Golf

ESPN Emerging Technology’s enhancement of golf visuals displayed at Open Championship

ESPN will utilize the Protracer ball-flight system on six holes during its Open Championship coverage this week. (Photo courtesy of Protracer)
ESPN will utilize the Protracer ball-flight system on six holes during its Open Championship coverage this week. (Photo courtesy of Protracer)

HOYLAKE, ENGLAND – Golf fans who watch coverage of the sport on television are used to seeing a now-familiar graphic that traces the flight of a golf ball from tee to land. Viewers can easily see if the tee shot flies straight down the fairway or makes an unfortunate turn right or left.

The Protracer system was originally only a replay graphic used by several television entities, but ESPN was the first network to use it in live shots, debuting at The Open Championship in 2010. During its four-day live coverage of this year’s Open at Royal Liverpool, which starts Thursday at 4 a.m. ET, ESPN will utilize the system on six holes at the seaside links course.

ESPN’s Emerging Technology group took the Protracer system to another level. In some instances, the shot could not be used because the camera was mounted on a tripod and was stationary, and if a golfer teed his ball too far to the right or left of the teebox, he or she wouldn’t be in the camera shot.

The problem was solved by the development of a “rail cam” system.

“The rail cam allows us to position the camera at the best angle based on how each golfer lines up to tee off,” said Kim Bloomstone, ESPN associate operations manager. “It gives us an advantage over other broadcasters using the same technology provided by Protracer.”

Stephen Berntsen, senior technical specialist in ESPN Emerging Technology, said that his team worked with Protracer to make sure the camera for the rail cam was suitable for Protracer’s needs. The camera was light enough to move back and forth, and the completed system was a mobile, rugged weather-resistant solution.

After using one stationary camera in 2010 at The Open, ESPN came back in 2011 with one camera on a rail, then the current six in 2012.

“Protracer is vision-based, so it sees the ball at impact and it traces the ball’s path,” Berntsen said. “There’s no instrumentation.
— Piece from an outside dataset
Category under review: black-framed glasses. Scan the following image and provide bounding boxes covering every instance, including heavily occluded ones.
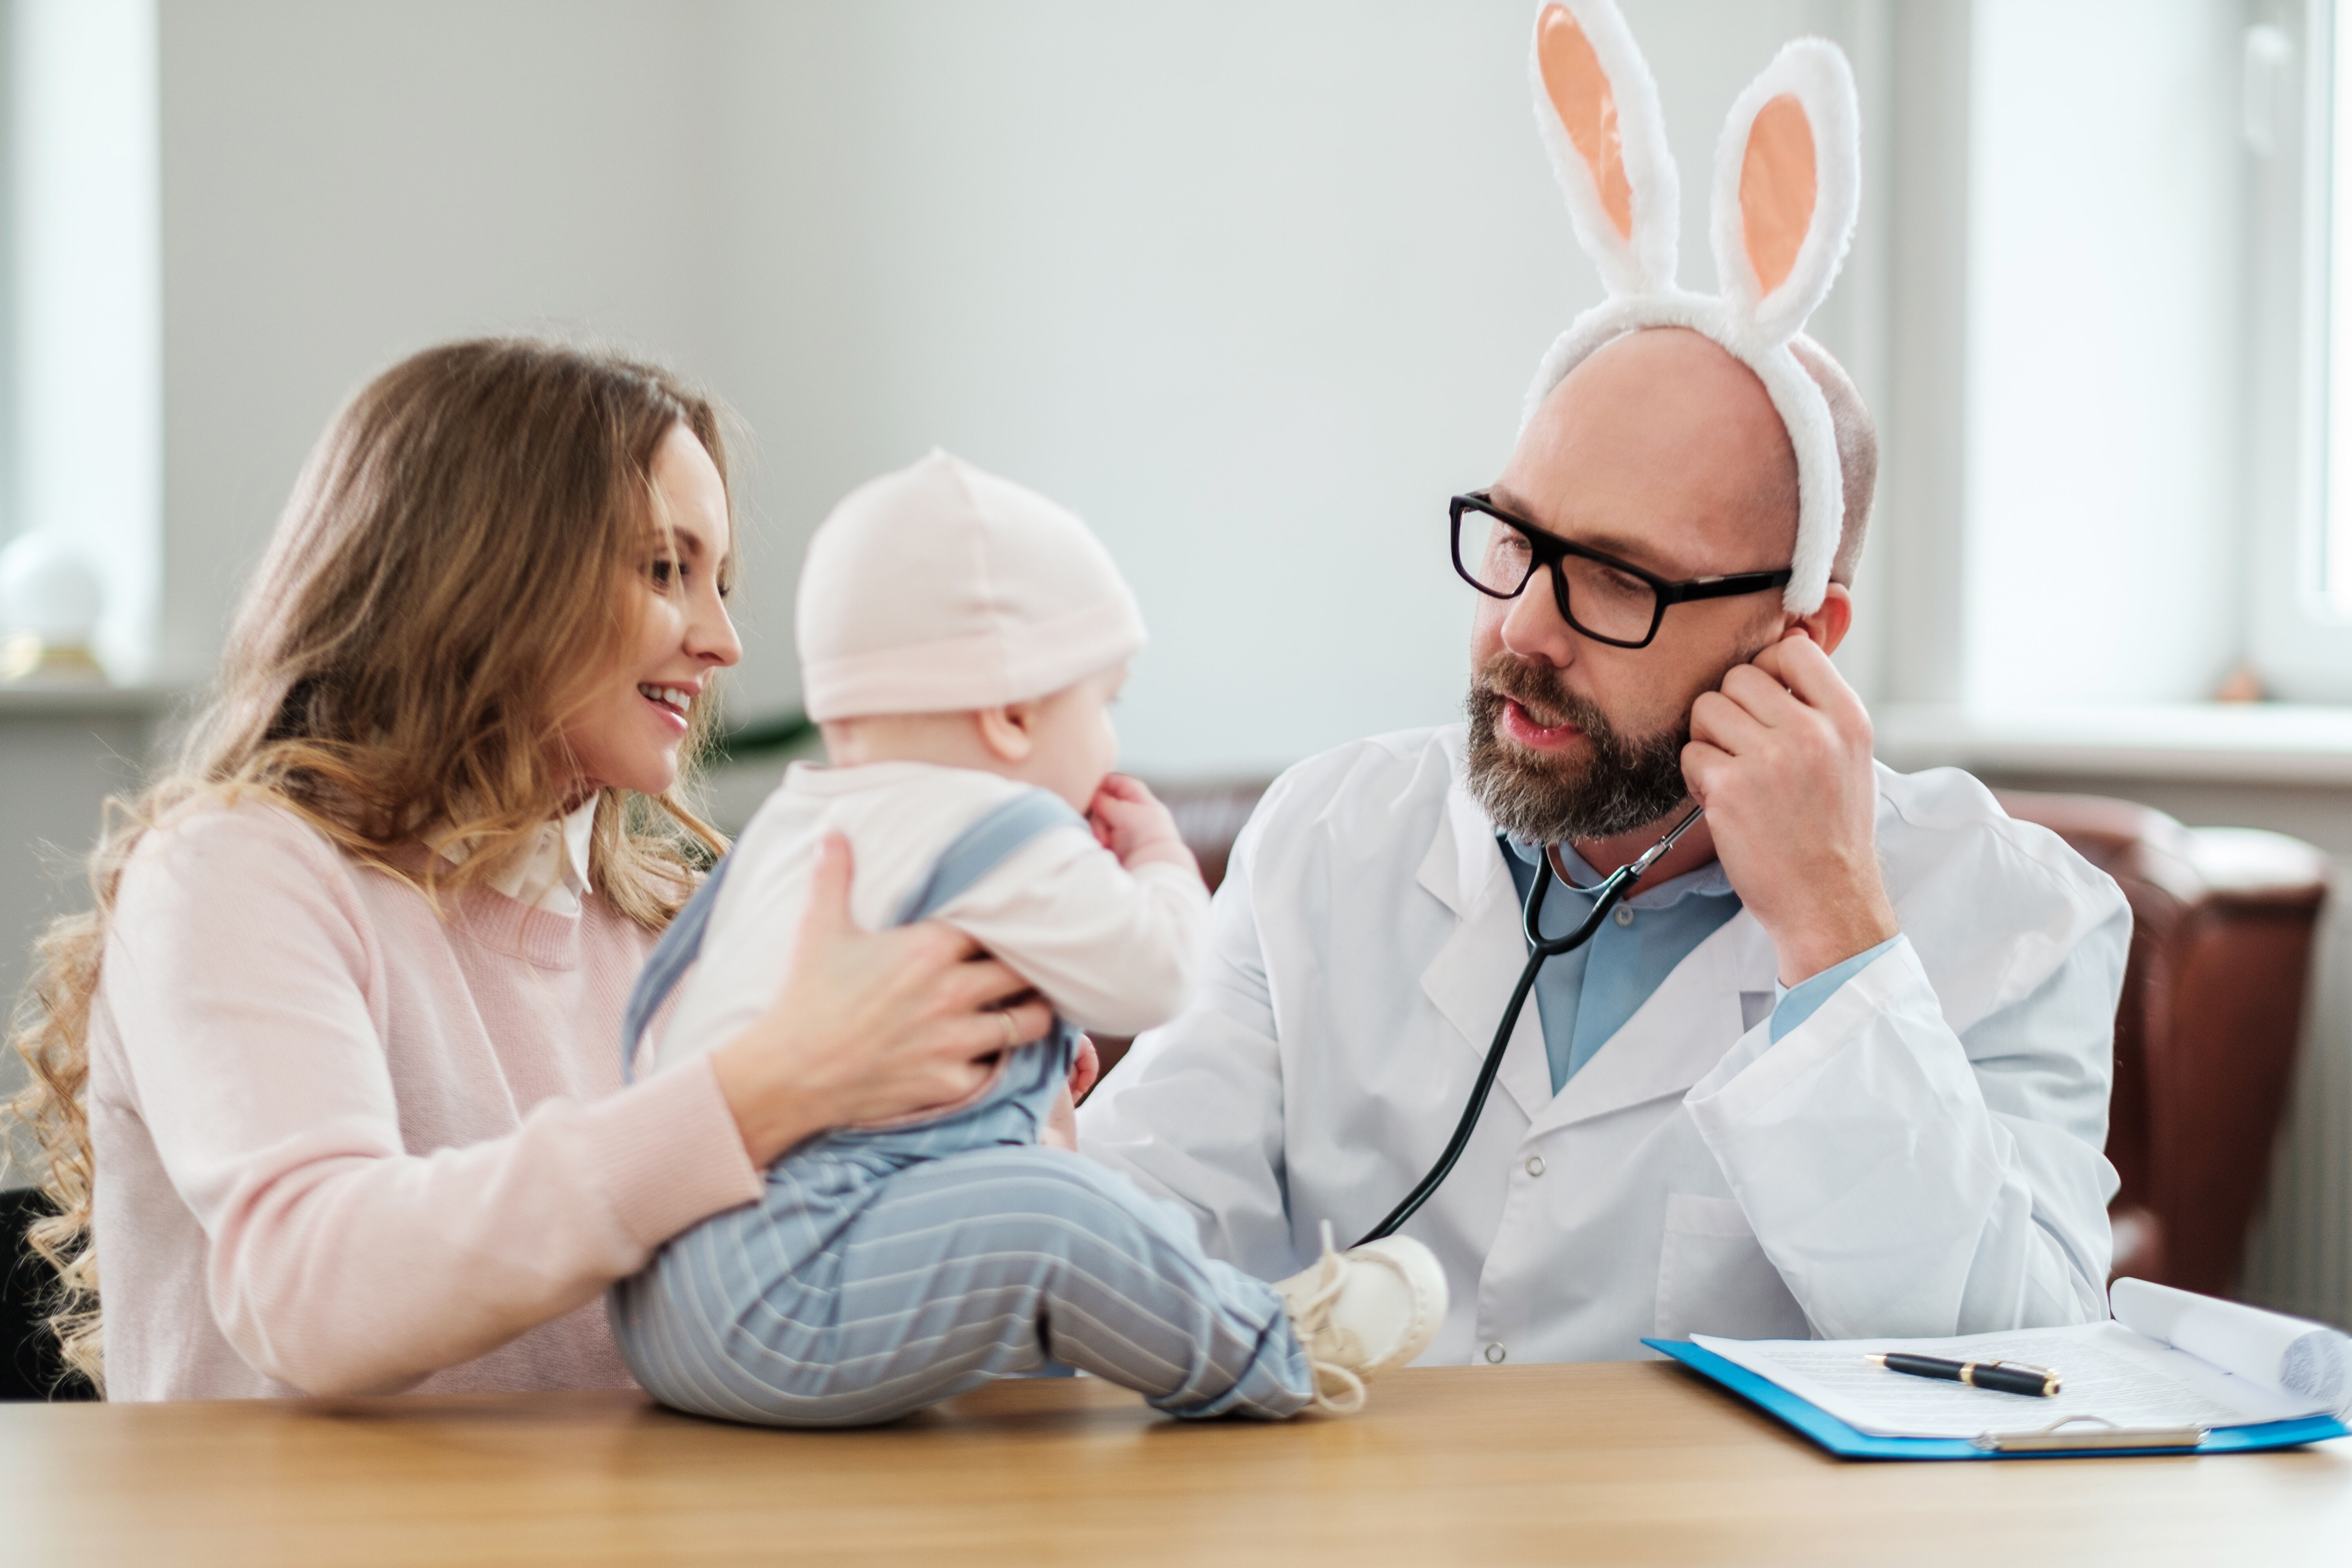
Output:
[1449,492,1792,650]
If it was an instrumented system with radar, if you moved the camera, you’d have to recalibrate every time. But if you move the camera and it’s vision-based, as long as it sees the ball, it works.”

Stephen Berntsen, senior technical specialist in ESPN Emerging Technology (l) and Kim Bloomstone, ESPN associate operations manager, stand in front of the “rail cam” system behind the 8th tee at Royal Liverpool (Andy Hall/ESPN)
ESPN’s Stephen Berntsen (l) and Kim Bloomstone stand in front of the “rail cam” system behind the 8th tee at Royal Liverpool.